2. Usage Example

Assuming you’ve used our Dockerfile for installation, the try_env.py file should already be in your workspace. If you’ve installed everything directly on your local machine, ensure this file is placed within our cloned repository. Regardless of your installation method, you should have a terminal ready with the appropriate Python version and Sinergym running correctly.

We’ll begin with the most straightforward use case for the Sinergym tool. In the root repository, you’ll find the script try_env.py:

import logging

import gymnasium as gym
import numpy as np
from gymnasium.wrappers.normalize import NormalizeReward

import sinergym
from sinergym.utils.logger import TerminalLogger
from sinergym.utils.wrappers import (LoggerWrapper, NormalizeAction,
                                     NormalizeObservation)

# Optional: Terminal log in the same format as Sinergym.
# Logger info can be replaced by print.
terminal_logger = TerminalLogger()
logger = terminal_logger.getLogger(
    name='MAIN',
    level=logging.INFO
)

env = gym.make('Eplus-demo-v1')
env = NormalizeAction(env)
env = NormalizeObservation(env)
env = NormalizeReward(env)
env = LoggerWrapper(env)

# Execute interactions during 1 episode
for i in range(1):
    # Reset the environment to start a new episode
    obs, info = env.reset()
    rewards = []
    truncated = terminated = False
    current_month = 0
    while not (terminated or truncated):
        # Random action control
        a = env.action_space.sample()
        # Read observation and reward
        obs, reward, terminated, truncated, info = env.step(a)
        rewards.append(reward)
        # If this timestep is a new month start
        if info['month'] != current_month:  # display results every month
            current_month = info['month']
            # Print information
            logger.info('Reward: {}'.format(sum(rewards)))
            logger.info('Info: {}'.format(info))
    # Final episode information print
    logger.info('Episode {} - Mean reward: {} - Cumulative Reward: {}'.format(i,
                                                                              np.mean(rewards), sum(rewards)))
env.close()

Upon initial inspection, it might seem that Sinergym is imported but not utilized. However, importing Sinergym defines all its Environments for use. In this instance, Eplus-demo-v1 is readily available with all its features.

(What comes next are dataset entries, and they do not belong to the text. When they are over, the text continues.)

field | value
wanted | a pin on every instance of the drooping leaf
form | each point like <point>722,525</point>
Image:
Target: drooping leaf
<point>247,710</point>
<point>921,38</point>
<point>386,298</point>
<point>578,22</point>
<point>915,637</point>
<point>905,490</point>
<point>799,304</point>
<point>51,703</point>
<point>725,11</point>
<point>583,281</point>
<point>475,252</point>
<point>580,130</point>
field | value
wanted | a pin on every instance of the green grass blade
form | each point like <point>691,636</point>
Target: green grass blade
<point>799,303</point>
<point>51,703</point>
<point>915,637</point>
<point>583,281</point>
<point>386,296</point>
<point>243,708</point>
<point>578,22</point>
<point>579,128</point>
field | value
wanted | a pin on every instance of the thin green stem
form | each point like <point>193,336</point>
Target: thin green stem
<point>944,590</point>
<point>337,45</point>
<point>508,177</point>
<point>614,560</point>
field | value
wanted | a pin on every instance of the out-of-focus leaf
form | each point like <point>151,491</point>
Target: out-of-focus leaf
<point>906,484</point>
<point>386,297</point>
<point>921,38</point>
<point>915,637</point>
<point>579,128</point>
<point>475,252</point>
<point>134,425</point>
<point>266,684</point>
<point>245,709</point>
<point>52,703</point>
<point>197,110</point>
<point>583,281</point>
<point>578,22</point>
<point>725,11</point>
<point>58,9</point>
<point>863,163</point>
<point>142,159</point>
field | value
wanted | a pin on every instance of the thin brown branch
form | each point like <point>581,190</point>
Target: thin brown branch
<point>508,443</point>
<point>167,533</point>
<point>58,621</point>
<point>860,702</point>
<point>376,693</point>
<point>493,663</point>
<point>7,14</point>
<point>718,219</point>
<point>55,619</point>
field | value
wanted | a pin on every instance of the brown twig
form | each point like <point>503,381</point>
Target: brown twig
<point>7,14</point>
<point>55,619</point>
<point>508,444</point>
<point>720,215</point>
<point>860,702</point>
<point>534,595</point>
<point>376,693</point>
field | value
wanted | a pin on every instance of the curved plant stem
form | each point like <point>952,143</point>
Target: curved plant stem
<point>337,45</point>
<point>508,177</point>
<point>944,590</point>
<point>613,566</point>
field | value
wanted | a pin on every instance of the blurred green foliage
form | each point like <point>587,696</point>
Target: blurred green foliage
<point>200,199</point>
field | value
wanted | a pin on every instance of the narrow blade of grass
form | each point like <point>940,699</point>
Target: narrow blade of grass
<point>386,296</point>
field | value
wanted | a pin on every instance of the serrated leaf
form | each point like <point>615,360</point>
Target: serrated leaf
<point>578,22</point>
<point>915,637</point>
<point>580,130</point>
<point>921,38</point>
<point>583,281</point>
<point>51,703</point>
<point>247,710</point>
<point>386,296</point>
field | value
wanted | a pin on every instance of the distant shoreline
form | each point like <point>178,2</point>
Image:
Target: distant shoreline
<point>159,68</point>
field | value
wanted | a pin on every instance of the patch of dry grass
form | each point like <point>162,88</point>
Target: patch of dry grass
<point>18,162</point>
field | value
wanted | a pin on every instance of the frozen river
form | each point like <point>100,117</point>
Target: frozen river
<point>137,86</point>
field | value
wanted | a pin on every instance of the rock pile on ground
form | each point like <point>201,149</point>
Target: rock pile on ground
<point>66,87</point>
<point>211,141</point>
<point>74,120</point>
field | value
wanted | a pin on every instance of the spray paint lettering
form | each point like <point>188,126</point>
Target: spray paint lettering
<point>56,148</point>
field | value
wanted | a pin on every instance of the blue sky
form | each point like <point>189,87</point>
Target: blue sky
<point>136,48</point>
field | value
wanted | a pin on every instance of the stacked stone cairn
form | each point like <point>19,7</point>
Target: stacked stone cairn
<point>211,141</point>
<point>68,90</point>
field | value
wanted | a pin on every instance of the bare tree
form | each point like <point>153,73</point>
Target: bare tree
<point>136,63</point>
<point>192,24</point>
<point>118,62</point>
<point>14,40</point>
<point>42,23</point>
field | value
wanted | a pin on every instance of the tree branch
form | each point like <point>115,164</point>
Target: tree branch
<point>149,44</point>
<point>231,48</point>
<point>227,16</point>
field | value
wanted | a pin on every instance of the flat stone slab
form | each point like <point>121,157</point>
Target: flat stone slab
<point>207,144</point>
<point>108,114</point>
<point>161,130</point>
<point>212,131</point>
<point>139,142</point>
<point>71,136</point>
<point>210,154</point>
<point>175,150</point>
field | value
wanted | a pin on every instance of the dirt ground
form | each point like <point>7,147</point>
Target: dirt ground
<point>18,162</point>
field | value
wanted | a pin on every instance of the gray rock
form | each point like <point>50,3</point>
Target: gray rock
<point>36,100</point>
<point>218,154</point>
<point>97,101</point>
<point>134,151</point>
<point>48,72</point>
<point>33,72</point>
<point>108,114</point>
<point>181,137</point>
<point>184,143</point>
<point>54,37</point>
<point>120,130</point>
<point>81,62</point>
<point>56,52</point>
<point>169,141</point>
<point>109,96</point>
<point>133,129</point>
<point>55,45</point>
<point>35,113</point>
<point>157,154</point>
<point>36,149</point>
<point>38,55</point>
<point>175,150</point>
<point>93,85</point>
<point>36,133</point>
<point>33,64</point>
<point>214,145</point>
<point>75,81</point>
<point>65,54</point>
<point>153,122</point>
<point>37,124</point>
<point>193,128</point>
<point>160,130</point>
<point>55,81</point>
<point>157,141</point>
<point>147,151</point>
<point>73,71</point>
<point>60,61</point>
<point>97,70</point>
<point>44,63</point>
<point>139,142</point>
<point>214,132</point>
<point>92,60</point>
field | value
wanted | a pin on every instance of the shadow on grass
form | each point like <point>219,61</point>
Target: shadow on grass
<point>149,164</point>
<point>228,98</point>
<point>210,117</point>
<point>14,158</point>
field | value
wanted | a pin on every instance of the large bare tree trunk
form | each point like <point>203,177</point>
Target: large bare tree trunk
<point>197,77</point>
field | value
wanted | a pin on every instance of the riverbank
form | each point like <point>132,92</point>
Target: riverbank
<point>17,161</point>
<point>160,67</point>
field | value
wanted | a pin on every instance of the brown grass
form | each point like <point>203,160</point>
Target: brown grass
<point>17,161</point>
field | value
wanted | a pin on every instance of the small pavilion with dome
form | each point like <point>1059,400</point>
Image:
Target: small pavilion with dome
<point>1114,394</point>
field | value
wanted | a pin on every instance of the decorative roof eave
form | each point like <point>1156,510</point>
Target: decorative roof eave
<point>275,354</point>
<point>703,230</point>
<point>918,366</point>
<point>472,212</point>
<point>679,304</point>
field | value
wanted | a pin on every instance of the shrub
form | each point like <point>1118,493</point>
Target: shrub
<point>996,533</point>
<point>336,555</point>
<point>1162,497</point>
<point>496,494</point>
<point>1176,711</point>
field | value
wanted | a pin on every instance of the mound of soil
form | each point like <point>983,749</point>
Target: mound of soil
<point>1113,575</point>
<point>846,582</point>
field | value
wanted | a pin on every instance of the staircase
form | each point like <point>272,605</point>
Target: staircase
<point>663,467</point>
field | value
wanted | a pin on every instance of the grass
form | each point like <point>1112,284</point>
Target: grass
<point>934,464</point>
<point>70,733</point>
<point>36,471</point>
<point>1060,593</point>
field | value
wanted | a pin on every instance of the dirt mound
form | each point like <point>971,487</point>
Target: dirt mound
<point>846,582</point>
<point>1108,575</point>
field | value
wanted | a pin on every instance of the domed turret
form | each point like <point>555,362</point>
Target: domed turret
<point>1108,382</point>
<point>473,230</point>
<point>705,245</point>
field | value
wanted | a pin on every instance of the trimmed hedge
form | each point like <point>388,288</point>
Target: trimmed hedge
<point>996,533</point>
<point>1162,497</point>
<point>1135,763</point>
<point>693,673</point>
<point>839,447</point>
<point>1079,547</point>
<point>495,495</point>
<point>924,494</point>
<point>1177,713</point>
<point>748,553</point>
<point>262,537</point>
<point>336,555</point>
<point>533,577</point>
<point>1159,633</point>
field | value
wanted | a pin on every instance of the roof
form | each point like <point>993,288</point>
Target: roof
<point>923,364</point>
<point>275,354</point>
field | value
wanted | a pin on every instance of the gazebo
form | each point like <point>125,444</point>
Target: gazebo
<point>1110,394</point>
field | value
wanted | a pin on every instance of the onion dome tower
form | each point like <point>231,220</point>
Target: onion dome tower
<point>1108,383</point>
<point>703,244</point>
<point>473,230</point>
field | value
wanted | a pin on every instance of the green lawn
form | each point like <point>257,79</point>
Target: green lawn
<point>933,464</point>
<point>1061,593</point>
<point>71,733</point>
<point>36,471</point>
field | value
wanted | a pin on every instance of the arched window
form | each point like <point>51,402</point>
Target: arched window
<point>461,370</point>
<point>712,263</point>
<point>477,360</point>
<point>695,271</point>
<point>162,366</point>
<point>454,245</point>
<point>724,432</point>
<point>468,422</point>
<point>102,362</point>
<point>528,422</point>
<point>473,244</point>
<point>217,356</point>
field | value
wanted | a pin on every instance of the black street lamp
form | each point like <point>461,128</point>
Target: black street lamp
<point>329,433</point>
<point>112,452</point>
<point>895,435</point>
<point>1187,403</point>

We instantiate our environment using gym.make and execute the simulation for a single episode (for i in range(1)). The rewards returned by the environment are collected and their monthly average is computed.

Each step’s action is randomly selected from its action space, as defined by the Gymnasium standard. Once the results are displayed and the episode concludes, we terminate the environment with env.close().

Important

This represents the most basic usage example. Additional functional examples can be found in the Examples section.